A l’arrivée un taxi nous attend. Nous avons réservé à la Villa Tonoï, un peu au Sud d’Uturoa. Construite sur les hauteurs, face à la passe Teavapiti, elle jouit d’un panorama incroyable sur le turquoise de l’eau, le relief de l’île, et les petits motus en face, avec Huahine en toile de fond. Un rêve..Et parait-il “la plus belle vue de Raiatea”. Bon, pour y accéder encore une pente qui me rappelle chez Pierrick et Mimi, aux Marquises, mais je commence à m’y faire…

Raiatea est connue comme l”île Sacrée”, le berceau de la civilisation Polynésienne : Elle fut en effet la première des îles de la société à être peuplée : on pense que c’est ici que débarquèrent les premiers Polynésiens sur leurs immenses pirogues il y a plus de 1000 ans. On lui attribue ainsi souvent le nom Maohi de “Hawaiki Nui” (Havai’i : le monde souterrain / Nui : grand). Elle aurait également été la première île de l’archipel de la Société à posséder une dynastie royale.
Une des images circulant ici est celle d’une pieuvre représentant toute la Polynésie. Chaque patte serait un archipel (les Ambiers, les Tuamotu, les Australes, les Marquises, les îles Cook, Hawai, La Nouvelle-Zélande, l’île de Pâques, jusqu’aux Iles Samoa et Tonga). Et le coeur en serait Raiatea.
Avec ses 12 000 habitants, Raiatea est aujourd’hui la plus peuplée des îles Polynésiennes, après Tahiti et Moorea, et c’est aussi la plus grande après Tahiti et les lointaines Marquisiennes Nuku Hiva et Hiva Oa.

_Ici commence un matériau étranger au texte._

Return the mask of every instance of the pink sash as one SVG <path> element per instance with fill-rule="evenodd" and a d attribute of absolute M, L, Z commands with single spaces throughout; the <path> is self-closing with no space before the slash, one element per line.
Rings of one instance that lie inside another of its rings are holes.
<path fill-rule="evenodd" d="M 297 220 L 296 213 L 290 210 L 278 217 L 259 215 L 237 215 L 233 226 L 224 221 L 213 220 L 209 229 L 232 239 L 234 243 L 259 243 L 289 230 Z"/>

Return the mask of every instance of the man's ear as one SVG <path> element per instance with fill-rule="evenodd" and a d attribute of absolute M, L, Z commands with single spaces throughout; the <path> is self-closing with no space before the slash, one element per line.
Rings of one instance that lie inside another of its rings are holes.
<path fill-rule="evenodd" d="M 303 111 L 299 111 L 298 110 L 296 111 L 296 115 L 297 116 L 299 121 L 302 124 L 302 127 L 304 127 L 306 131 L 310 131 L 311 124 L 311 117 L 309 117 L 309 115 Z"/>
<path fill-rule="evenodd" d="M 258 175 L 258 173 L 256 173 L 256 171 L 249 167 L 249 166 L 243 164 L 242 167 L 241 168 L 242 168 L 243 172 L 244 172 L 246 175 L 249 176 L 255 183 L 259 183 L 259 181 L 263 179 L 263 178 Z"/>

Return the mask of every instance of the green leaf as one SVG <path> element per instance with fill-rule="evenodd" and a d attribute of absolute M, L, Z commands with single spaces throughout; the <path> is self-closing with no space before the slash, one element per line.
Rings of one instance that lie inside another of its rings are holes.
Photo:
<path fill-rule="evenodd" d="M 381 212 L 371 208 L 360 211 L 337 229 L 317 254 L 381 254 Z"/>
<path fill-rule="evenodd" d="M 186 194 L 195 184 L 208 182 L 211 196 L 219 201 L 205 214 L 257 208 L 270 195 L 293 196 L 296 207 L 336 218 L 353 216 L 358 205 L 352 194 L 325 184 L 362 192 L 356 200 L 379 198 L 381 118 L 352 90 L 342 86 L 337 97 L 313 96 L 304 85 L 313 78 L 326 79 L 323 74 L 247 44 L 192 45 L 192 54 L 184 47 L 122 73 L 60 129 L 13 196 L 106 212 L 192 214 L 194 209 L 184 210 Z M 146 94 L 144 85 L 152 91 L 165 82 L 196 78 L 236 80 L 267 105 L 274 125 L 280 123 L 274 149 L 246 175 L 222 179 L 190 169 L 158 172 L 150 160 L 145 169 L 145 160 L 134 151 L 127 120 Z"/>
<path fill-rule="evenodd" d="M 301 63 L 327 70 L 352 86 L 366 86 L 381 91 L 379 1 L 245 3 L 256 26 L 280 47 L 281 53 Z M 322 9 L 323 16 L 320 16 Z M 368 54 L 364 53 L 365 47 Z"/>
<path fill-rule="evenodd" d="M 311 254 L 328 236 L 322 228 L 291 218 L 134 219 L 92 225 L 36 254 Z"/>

D’ailleurs, Uturoa, au Nord, est également la capitale administrative des îles sous le vent, et on y trouve un hôpital, deux lycées (les seuls hors Tahiti de toute la Polynésie), trois collèges…Aussi, beaucoup d’élèves des îles avoisinantes comme Bora Bora, Maupiti ou Huahine viennent étudier ici.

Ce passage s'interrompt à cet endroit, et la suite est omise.